当然警備がワラワラ出てきて……一番怪しい位置にいる私のヴィジョンに向けて、槍を向けたり矢をつがえたり警戒感丸出し。あと、ヴィジョンの目ではもう一つマズいものが見えている。
「さて行くぞ」
「あ、王子!」
止める間もなく扉を開いた。
時間感覚操作百倍。
慌てて王子の首根っこをつかんでぐいと引く。ちょっと苦しいかも知れないがそこは自業自得、反省してもらうことにして私が突き出された槍の前に立ち、解除。

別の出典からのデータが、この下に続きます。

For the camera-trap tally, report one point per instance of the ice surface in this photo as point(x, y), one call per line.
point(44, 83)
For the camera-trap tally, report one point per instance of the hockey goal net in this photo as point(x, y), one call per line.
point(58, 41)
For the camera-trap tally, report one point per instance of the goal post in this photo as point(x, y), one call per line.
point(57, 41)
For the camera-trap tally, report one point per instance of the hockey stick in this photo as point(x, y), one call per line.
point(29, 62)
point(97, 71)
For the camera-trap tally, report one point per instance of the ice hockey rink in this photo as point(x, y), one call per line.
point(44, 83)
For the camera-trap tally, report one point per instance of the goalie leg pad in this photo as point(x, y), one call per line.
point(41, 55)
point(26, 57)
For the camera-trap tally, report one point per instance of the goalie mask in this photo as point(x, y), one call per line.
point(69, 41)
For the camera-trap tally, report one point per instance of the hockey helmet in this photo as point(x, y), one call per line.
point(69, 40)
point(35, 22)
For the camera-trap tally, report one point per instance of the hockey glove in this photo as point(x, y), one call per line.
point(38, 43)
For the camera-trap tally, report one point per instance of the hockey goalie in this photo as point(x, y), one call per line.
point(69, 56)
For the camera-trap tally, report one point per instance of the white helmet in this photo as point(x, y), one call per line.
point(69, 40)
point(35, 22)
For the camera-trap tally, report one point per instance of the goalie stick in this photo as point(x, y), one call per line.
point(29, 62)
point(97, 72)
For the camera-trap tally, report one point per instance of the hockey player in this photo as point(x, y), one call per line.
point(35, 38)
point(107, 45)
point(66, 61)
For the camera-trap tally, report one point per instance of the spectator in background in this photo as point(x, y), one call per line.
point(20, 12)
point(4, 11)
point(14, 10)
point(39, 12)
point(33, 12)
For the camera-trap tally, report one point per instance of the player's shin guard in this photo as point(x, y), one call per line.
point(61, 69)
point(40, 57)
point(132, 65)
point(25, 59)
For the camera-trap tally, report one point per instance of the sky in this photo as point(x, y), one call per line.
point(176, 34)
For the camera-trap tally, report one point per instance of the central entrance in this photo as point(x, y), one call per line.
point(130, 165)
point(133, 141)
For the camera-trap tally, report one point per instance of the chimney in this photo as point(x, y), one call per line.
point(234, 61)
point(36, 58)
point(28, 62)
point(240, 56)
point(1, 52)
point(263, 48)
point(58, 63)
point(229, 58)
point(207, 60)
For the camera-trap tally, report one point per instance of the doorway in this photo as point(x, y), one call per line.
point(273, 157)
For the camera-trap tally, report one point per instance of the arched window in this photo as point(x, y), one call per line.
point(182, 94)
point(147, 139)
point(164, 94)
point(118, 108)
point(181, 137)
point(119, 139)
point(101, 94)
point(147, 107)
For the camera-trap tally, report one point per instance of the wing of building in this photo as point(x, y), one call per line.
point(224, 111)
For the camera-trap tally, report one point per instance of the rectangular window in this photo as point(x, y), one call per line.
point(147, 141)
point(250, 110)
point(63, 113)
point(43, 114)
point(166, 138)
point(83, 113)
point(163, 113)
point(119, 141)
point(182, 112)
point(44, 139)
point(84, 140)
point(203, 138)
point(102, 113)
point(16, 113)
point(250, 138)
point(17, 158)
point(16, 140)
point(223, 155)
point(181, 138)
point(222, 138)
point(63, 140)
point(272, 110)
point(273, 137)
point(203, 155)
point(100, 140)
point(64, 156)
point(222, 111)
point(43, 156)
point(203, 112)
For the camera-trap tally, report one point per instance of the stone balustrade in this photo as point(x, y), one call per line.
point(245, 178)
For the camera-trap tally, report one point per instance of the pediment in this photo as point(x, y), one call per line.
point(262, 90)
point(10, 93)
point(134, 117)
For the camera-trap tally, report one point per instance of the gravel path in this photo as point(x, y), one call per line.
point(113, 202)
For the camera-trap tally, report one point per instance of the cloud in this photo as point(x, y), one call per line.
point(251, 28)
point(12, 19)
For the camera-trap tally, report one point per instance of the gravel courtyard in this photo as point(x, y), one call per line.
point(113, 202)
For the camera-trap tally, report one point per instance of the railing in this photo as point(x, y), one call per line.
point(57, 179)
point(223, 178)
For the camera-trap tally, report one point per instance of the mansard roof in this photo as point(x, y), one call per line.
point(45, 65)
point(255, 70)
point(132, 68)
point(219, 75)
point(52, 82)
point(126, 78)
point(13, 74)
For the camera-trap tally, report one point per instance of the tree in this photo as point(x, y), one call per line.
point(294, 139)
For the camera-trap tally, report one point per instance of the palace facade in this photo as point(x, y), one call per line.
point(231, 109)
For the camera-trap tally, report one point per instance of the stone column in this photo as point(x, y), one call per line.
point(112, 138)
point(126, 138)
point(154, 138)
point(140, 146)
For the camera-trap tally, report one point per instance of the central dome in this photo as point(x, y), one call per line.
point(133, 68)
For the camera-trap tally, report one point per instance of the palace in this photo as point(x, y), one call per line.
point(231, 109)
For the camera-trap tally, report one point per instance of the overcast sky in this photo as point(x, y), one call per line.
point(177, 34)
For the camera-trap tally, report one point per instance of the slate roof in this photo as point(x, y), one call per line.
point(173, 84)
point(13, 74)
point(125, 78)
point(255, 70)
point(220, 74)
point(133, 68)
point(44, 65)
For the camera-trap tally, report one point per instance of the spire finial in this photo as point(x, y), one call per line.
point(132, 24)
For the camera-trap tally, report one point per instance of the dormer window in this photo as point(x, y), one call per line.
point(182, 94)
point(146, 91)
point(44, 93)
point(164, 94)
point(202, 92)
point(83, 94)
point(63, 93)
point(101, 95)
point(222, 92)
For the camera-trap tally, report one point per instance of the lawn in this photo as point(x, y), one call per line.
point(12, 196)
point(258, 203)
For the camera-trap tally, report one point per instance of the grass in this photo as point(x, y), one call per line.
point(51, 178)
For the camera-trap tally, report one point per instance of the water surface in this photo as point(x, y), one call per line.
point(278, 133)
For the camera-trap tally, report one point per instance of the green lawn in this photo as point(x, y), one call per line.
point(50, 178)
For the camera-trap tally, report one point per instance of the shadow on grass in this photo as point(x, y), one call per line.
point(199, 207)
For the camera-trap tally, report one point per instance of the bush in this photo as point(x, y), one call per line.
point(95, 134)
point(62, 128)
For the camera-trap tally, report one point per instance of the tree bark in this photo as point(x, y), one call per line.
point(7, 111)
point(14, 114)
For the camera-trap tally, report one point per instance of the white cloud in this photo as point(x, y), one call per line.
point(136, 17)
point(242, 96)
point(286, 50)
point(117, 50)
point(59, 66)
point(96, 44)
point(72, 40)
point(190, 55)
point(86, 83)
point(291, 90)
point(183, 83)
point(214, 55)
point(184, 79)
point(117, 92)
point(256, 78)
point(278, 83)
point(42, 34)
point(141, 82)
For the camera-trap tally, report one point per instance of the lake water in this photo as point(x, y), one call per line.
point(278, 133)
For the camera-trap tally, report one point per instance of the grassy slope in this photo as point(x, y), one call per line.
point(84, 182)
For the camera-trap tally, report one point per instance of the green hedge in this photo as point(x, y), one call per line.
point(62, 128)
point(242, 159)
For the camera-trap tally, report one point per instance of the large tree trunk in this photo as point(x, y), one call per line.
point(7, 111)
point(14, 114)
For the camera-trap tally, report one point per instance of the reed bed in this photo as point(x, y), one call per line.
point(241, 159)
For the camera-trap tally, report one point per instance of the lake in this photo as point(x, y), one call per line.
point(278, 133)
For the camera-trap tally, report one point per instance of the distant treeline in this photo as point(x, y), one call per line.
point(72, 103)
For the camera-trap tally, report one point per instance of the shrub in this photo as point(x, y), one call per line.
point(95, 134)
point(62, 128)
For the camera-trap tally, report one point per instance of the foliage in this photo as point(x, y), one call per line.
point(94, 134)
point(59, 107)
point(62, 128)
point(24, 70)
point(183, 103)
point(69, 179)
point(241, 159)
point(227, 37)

ガツンと眉間に槍が命中。この程度では日々どころかひっかき傷すらつかない謎素材の仮面が頼もしいわね……っと、ぐいと押されそうになるのを踏みとどま……バキッと床が割れた。あとで色々叱られるの、私なんだけど……
「っは……何が……レ、レオナっ!」
後ろにひっくり返った王子が槍を突き立てられた私の背を見て叫ぶ。
「王子、私が言うのも何ですが、危機感無さ過ぎです。私がいなかったらどうなってたかわかりますか?」
「なら一生そばにいてくれないか」
「お断りします」
通訳さんを気の毒なくらい恐縮させてしまいました、ごめんなさい。でも、無理なものは無理なんです。
「さて……で、いつになったらこの槍は引いてくれるのかしら?」
「くっ……怪しい奴め、何者だ!」
「何者って、失礼ね」
「レオナ様」
クイクイとタチアナがそっとそばに来て袖を引っ張る。
「この場にいる仲で、見た目が一番怪しいのはレオナ様です」
「それ、言う必要ある?」
タチアナを小突いている間に王子が降りて、「現在のここの責任者を呼べ!」と怒鳴りつけている。私が障壁を展開して警備を押しのけたからできることだと、私が仕事してるアピールをしておこう。
「……っ!」
「……」
館の応接室で無言のまま対峙する二人の男性。一方が椅子にふんぞり返り、もう一方がもうそろそろ床に頭がめり込むのではと言うくらいに平身低頭。
「……まあ良い。先触れもないまま訪れたこちらにも落ち度がないわけでもない」
「!」
「それに、この館の警護という責務を果たさんとする気概も感じられた」
「で、では……」
「次は無い。以上だ。立て」
「あ、ありがたき「立て」
「は、はいっ!」
この領主の館、現在は主不在。
新たな皇帝の即位とか関係無しに、定期的に帝都へ出向く時期だったのだけれど、ちょうどそのタイミングで騒動が起き、それなりに政務ができる人物として帝都に残っていたところに、領地が没収というかラガレットのものになったため、こちらに戻ってくることは無くなった。
という連絡が入ったのはつい先ほど。新たな領主が来るという連絡が警備に行き渡るより前に私たちが到着してしまったので、非はこちらにある。が、それを勢いで帳消しにする辺り、王子も無茶をすると思う。